I doubt this. With crypto, the ledger needs to be repeated multiple multiple times, it's incredibly wasteful. There's no improvement over a central server.
If you believe a coin on the scale of Ethereum can lie about whether it's proof of stake or work, you have no idea what you're talking about.
Would be helpful to explain why you think deception is impossible in that context. Crypto and NFTs have a lot of con artistry going on and it's reasonable for people to be skeptical.
It's a fundamental part of the blockchain. In PoW you have to constantly run a mining program on your computer. In PoS you designate an amount to stake (by smart contract, if I'm not mistaken) and that's it. How would the ethereum devs (or whoever else) run PoW without telling anyone? Who would pay the electricity bills?
People should be skeptical, but within reason. No investigation, no right to speak and all that.
You don't sound very confident on the details. I do appreciate the explanation and I am not trying to be snarky or dismissive here. But if you are trying to hold people to a standard of no investigation, no right to speak, I would expect a little more than this for being the one who has done investigation.
Here is part of the quote:
The full thing can be found here for discussion: https://www.marxists.org/reference/archive/mao/selected-works/volume-6/mswv6_11.htm
My takeaway as relevant to this is that it's more about people who hypothesize and invent wildly from nothing and resist going among the masses to learn what they need and how it can be done rather than being about people who are skeptical in the year 2024 in encountering anonymous claims made to them about technology on the internet.
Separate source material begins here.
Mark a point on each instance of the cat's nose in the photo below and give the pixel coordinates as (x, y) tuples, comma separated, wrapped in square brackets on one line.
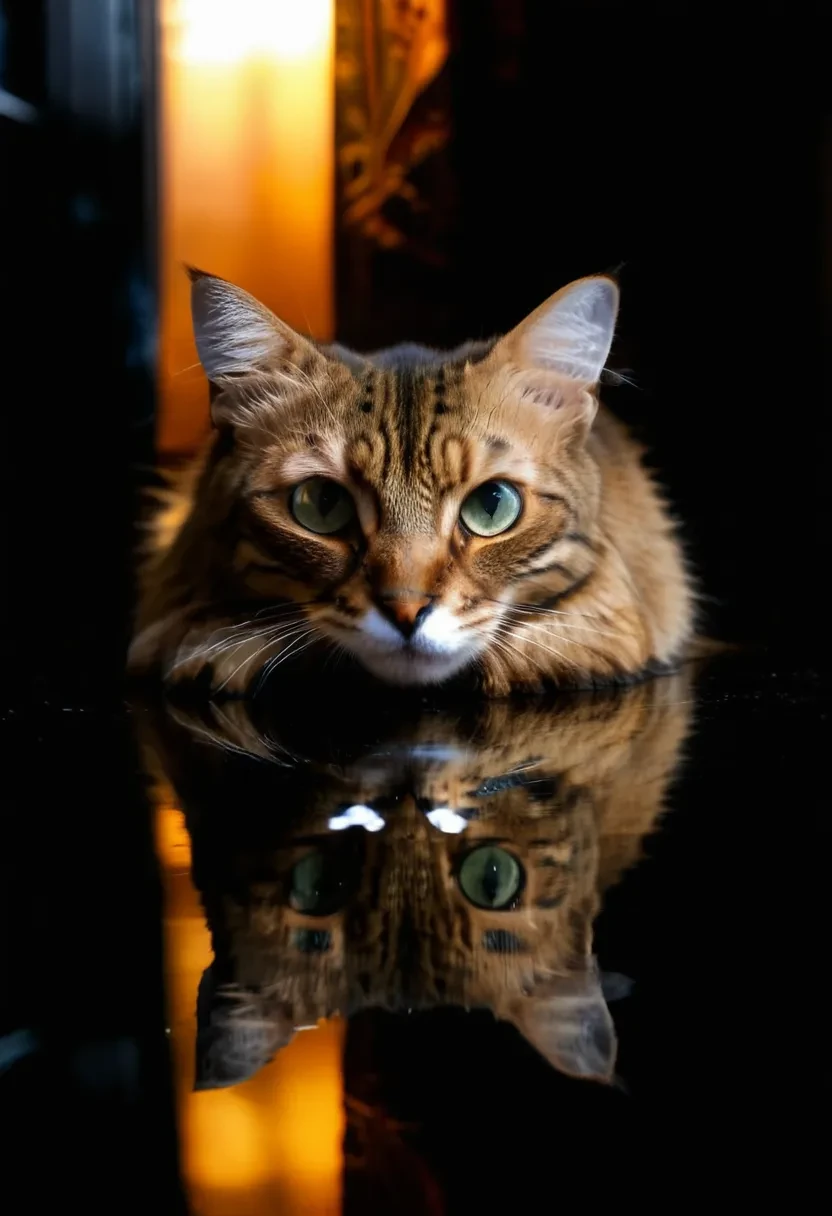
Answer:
[(406, 613)]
I've been in situations before of having investigated something quite a bit and facing stubbornness from people who haven't. I can empathize on that level. It's frustrating when you've done the work to learn and people act like their knowledge is equal to yours in spite of having spent little to no time on it at all. But I think there is a line we can cross where it's going to sound like we're saying "turn your brain off and take my word for it" instead of "let's educate the masses so they are better informed."
In this context, for example, how are we defining what "within reason" is for skepticism? Skepticism is more or less a kind of wariness. I'm having trouble working out where you'd draw the line for reasonable or unreasonable skepticism if we're starting from the premise that the whole reason a person is being skeptical is because they lack the information to confidently draw a conclusion.
I don't ask a detailed reply here, just consider it as food for thought and if you want to dig into it, you're welcome to of course.
It's capitalist apologia when I correct you on something? Give me a break.
I stand by my original tone, I stated that you have no idea what you're talking about, which is true, without attacking you with names, expletives etc.
Defending a capitalist projects without evidence or justification is pretty much capitalist apologia.
I didn't say that they lied about pos. I said it's probably pos but we needn't take them on they word about everything, and you're continuing to insist I said that. And being "you have no idea what you're talking about".
You didn't downright say that they lie about being PoS, but you said that a third party must confirm it, which is an equally bonkers statement. You can check my reply to the other commenter for a small explanation on why that's true.
Asking for second party to confirm something is "equally bonkers". Great job with the ableist slut. Comrade, you went to personal insults after the first comment.
you're asking a third party to confirm the equivalent of 'water is wet'
I guess I wasn't up to date. That's cool actually!
Interesting! I will do more research then.